Métodos de clasificación automática de textos para el español

doi:10.4324/9780429329296-37

ABSTRACT

Text classification or categorization is one of the fundamental issues due to which text linguistics and corpus linguistics were originated; also, it has long been an objective of linguistics itself. On the other hand, the intense and rapid development of digital technologies, social networks, and other social media has produced a phenomenon of big data: enormous volumes 495of data have been accumulated in the digital format. The major part of such data consists of texts in natural language whose manual classification is no longer feasible; therefore, there emerged a need to develop robust automatic classification methods. Therefore, we present the topic of text classification within the framework of corpus linguistics. In general, text classification is defined as assigning a text to one or more pre-defined classes. Commonly, classes are topics, for example, headings of newspaper sections: world, politics, business, science, health, sport, arts and travel, among others.

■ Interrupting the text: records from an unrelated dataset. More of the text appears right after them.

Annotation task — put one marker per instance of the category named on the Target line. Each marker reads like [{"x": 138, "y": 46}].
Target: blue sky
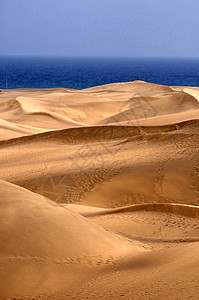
[{"x": 125, "y": 28}]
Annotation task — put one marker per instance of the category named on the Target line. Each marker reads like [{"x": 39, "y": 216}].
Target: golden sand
[{"x": 99, "y": 192}]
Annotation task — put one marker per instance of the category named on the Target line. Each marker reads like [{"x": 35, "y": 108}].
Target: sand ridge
[{"x": 99, "y": 192}]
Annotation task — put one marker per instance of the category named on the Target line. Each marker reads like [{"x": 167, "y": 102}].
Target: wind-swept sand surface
[{"x": 99, "y": 192}]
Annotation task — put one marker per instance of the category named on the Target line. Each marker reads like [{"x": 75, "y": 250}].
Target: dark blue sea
[{"x": 80, "y": 73}]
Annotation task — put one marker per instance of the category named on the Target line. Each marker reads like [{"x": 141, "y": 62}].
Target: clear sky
[{"x": 100, "y": 28}]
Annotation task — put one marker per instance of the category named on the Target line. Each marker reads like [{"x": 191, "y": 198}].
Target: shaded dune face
[
  {"x": 99, "y": 192},
  {"x": 40, "y": 238}
]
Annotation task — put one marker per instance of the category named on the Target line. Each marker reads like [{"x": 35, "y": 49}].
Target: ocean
[{"x": 84, "y": 72}]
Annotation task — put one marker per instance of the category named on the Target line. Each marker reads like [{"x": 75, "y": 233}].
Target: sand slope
[{"x": 99, "y": 192}]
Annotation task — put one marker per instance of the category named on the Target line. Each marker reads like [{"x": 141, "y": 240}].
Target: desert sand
[{"x": 99, "y": 192}]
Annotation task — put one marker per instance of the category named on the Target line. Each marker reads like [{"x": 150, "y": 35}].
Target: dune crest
[{"x": 99, "y": 192}]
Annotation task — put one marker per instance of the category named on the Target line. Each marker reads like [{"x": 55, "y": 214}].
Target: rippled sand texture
[{"x": 99, "y": 192}]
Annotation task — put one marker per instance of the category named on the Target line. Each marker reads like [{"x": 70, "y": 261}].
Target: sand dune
[{"x": 99, "y": 192}]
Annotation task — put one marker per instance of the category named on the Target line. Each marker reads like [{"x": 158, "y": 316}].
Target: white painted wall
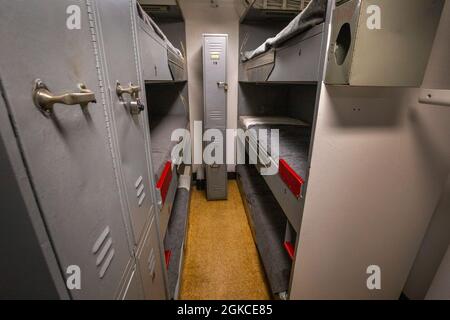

However, any other concept of interest can be assigned to a class: genres, emotions, time of writing and events, author’s name, age, gender, or language, to mention a few. To automate the classification process, a wide range of computational techniques has been developed. In this chapter, we first offer a panoramic view of these techniques as well as present latest advances in classification of texts in Spanish corpora and then discuss some classification methods in more detail. Describing the performance of each classifier, we analyze its strengths and limitations referring to recent state of the art experimental results.